'I Lost 75% Of My Income Overnight': What It's Like To Be A Sex Worker During A Global Pandemic

Rebecca* has been an escort for over two years, but (like so many right now) she’s facing a whole new set of challenges.

Rebecca* has been an escort for over two years, but (like so many right now) she’s facing a whole new set of challenges as she tries to navigate the world post COVID-19. The very nature of her work is incompatible with social distancing and she can no longer see clients. Sex work is her only form of income, and she's lost 75% of that overnight. Yet she’s still one of the (relatively) lucky ones.

In these times, she’s grateful for the network of independent sex workers like herself that she can reach out to. They support each other in this indefinite move from physical to online work. "When all this started, we knew that in-person visits were going to be off-the-table – for who knows how long – so that meant turning to an online market. If I had a question, I could just reach out to one of the other girls and ask them what they charge for a two-minute video."

Rebecca says that although in-person bookings are now banned, that won’t stop everyone.

"There are sex workers [who] have no choice but to keep seeing clients. It’s literally a matter of working, or going hungry. Or, you know, they have pimps that'll force them to keep working."

People who are willing to see escorts in a pandemic are going to be less desirable clients, too.

"If a client is willing to break the law, or compromise your health, then they don’t care about safety. It gives them leverage over the escort too, so they could say, 'If you don’t do X, Y and Z with me at this price, then I can report you' – the implications are terrible."

The COVID-19 pandemic has only emphasised the stigma and discrimination sex workers face. Since the 27th of April, sole traders have been included in the Australian government’s economic response to the coronavirus, but this doesn't mean everyone will be able to access these benefits.

"A lot of sex workers don’t want the government to know they’re sex workers, and for good reason," Rebecca says. “Even in places where it’s legal, there’s still so much stigma; stigma from banks. Every time I go to the bank to deposit cash I am looked up and down, glared at and interrogated by staff about where the money came from. It’s deeply unpleasant and a great source of anxiety."

There's more: "It's hard to find an accountant, future loans can be compromised and renting is impossible. They see 'sex worker' on your forms – no way will they rent to you. Worse still are the implications for future custody battles. I've heard stories of women losing custody because they did sex work. You're left with no choice, you have to lie – which creates more stigma. It's an endless cycle."

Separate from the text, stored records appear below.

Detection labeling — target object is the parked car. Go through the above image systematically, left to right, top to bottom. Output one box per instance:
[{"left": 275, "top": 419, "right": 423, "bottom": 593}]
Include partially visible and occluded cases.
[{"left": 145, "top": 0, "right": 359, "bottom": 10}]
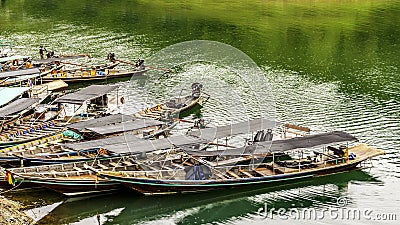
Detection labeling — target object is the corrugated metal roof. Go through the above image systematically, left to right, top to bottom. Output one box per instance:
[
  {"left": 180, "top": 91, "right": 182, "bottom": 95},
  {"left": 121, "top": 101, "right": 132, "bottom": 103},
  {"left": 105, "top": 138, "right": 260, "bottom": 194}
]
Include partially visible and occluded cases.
[
  {"left": 0, "top": 55, "right": 29, "bottom": 62},
  {"left": 0, "top": 68, "right": 40, "bottom": 79},
  {"left": 55, "top": 85, "right": 117, "bottom": 104},
  {"left": 0, "top": 87, "right": 31, "bottom": 107},
  {"left": 0, "top": 98, "right": 40, "bottom": 117},
  {"left": 67, "top": 114, "right": 135, "bottom": 131},
  {"left": 189, "top": 118, "right": 281, "bottom": 141},
  {"left": 86, "top": 119, "right": 164, "bottom": 135},
  {"left": 185, "top": 131, "right": 357, "bottom": 156},
  {"left": 254, "top": 131, "right": 357, "bottom": 153},
  {"left": 63, "top": 134, "right": 141, "bottom": 151},
  {"left": 63, "top": 135, "right": 207, "bottom": 154},
  {"left": 104, "top": 135, "right": 208, "bottom": 154}
]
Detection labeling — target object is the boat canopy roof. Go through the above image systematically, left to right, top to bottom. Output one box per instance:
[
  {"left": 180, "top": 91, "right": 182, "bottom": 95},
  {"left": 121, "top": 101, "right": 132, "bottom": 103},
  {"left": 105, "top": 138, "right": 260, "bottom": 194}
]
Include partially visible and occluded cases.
[
  {"left": 0, "top": 55, "right": 30, "bottom": 63},
  {"left": 33, "top": 55, "right": 86, "bottom": 64},
  {"left": 0, "top": 68, "right": 40, "bottom": 79},
  {"left": 55, "top": 85, "right": 117, "bottom": 104},
  {"left": 0, "top": 87, "right": 31, "bottom": 106},
  {"left": 0, "top": 98, "right": 40, "bottom": 117},
  {"left": 67, "top": 114, "right": 135, "bottom": 131},
  {"left": 189, "top": 118, "right": 281, "bottom": 141},
  {"left": 87, "top": 119, "right": 164, "bottom": 135},
  {"left": 183, "top": 131, "right": 357, "bottom": 156},
  {"left": 254, "top": 131, "right": 357, "bottom": 154},
  {"left": 62, "top": 134, "right": 141, "bottom": 151},
  {"left": 63, "top": 134, "right": 207, "bottom": 154},
  {"left": 104, "top": 135, "right": 207, "bottom": 154}
]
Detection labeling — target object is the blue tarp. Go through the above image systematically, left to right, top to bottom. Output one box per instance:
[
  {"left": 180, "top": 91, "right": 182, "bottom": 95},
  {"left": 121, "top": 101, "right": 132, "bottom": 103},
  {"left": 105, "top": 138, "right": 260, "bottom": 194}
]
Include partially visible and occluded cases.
[{"left": 0, "top": 87, "right": 31, "bottom": 107}]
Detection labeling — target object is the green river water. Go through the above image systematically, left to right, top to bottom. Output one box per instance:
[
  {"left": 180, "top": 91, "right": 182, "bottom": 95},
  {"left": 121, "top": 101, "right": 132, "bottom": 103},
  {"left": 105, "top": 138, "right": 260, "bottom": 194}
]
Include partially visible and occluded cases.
[{"left": 0, "top": 0, "right": 400, "bottom": 224}]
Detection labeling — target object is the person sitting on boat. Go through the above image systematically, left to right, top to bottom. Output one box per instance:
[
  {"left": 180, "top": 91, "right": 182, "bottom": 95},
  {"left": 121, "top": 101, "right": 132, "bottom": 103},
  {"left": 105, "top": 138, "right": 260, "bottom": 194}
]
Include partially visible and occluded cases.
[
  {"left": 39, "top": 45, "right": 47, "bottom": 59},
  {"left": 46, "top": 51, "right": 54, "bottom": 59},
  {"left": 107, "top": 52, "right": 115, "bottom": 62},
  {"left": 25, "top": 59, "right": 33, "bottom": 69},
  {"left": 135, "top": 59, "right": 145, "bottom": 70}
]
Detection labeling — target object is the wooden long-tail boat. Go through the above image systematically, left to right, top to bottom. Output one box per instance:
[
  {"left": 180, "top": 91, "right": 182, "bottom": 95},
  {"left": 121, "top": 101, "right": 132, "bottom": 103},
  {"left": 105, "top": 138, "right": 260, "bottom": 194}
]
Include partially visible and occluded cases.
[
  {"left": 42, "top": 62, "right": 147, "bottom": 83},
  {"left": 135, "top": 83, "right": 206, "bottom": 119},
  {"left": 83, "top": 120, "right": 385, "bottom": 194},
  {"left": 94, "top": 145, "right": 384, "bottom": 194},
  {"left": 7, "top": 157, "right": 129, "bottom": 196}
]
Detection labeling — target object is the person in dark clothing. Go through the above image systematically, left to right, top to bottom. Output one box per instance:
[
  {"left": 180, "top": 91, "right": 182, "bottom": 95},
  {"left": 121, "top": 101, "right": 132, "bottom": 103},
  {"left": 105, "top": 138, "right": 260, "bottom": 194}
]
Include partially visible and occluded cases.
[
  {"left": 39, "top": 45, "right": 47, "bottom": 59},
  {"left": 107, "top": 52, "right": 115, "bottom": 62}
]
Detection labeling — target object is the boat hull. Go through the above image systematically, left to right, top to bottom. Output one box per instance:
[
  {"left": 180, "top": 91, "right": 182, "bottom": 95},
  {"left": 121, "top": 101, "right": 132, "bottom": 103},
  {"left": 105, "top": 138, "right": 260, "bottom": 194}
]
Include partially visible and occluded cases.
[
  {"left": 100, "top": 161, "right": 360, "bottom": 195},
  {"left": 22, "top": 177, "right": 123, "bottom": 196}
]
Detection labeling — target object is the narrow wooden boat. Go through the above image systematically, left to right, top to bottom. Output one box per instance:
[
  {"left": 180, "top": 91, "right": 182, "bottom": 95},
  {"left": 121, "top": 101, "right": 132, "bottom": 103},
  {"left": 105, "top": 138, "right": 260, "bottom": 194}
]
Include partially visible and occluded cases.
[
  {"left": 42, "top": 64, "right": 147, "bottom": 83},
  {"left": 135, "top": 83, "right": 205, "bottom": 119},
  {"left": 0, "top": 85, "right": 121, "bottom": 148},
  {"left": 0, "top": 116, "right": 175, "bottom": 167},
  {"left": 82, "top": 119, "right": 384, "bottom": 194},
  {"left": 0, "top": 120, "right": 64, "bottom": 148},
  {"left": 94, "top": 142, "right": 384, "bottom": 194},
  {"left": 6, "top": 155, "right": 186, "bottom": 196},
  {"left": 7, "top": 157, "right": 136, "bottom": 196}
]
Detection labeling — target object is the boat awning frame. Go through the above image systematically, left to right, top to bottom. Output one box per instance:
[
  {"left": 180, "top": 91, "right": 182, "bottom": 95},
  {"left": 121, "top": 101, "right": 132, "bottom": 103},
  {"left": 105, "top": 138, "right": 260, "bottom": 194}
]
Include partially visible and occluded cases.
[
  {"left": 0, "top": 68, "right": 40, "bottom": 79},
  {"left": 55, "top": 85, "right": 118, "bottom": 105},
  {"left": 0, "top": 98, "right": 40, "bottom": 117},
  {"left": 189, "top": 118, "right": 282, "bottom": 141},
  {"left": 86, "top": 119, "right": 164, "bottom": 135}
]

These discriminations are underlined by astounding hypocrisy. "People are like, 'I'll watch porn but I don't want my neighbour to be an escort.' If you watch porn, you are a consumer of sex work. It's like as soon as they can't see the sex, it becomes a problem."

When the COVID-19 outbreak began, Rebecca moved her dates to Skype. "I've been having weekly Skype dates with a couple of my regulars. Some of these men are pretty lonely as it is, and they are struggling in lockdown. One of them told me our Friday catch-ups are the only thing that get him through the week."

She's noticed a shift in what her regulars want out of these meetings from straight-up sex to more general support and comfort. 

"The other week I bought a vibrator, and sent [name redacted] the remote. But he didn't want to use it, he just wanted to talk and drink wine. I feel like more of a companion these days. But it's affirming to know that I can offer them something more than just sex."

As for her online work, she's been creating custom content, but it's not easy.

"In some ways online work is far more demanding. You have to hustle way harder, for less money. Maintaining an OnlyFans and Snapchat requires constant updating and replying. You have to be on 24/7. I'm sick of taking photos of my snatch. When this started, I gave camming a go, but sometimes you'll only make $20US in a night. It's not worth it. And after a month on the cam sites, you lose the 'new girl' badge, which means your placement on the site takes a nosedive. It's just a really hard side of the business to crack."

The upside..? "I know how to take really good photos of my feet now. It's harder than you think!"

The Scarlett Alliance COVID-19 impact statement says: 'Sex workers' needs for privacy and to protect themselves and their loved ones from stigma and discrimination can make it difficult, and in some cases impossible, for them to account for prior earnings if they now need urgent Government support to survive.' You can donate to The Scarlet Alliance's emergency support fund here and read the full impact and response statement here.

*Names have been changed to protect the subject's privacy.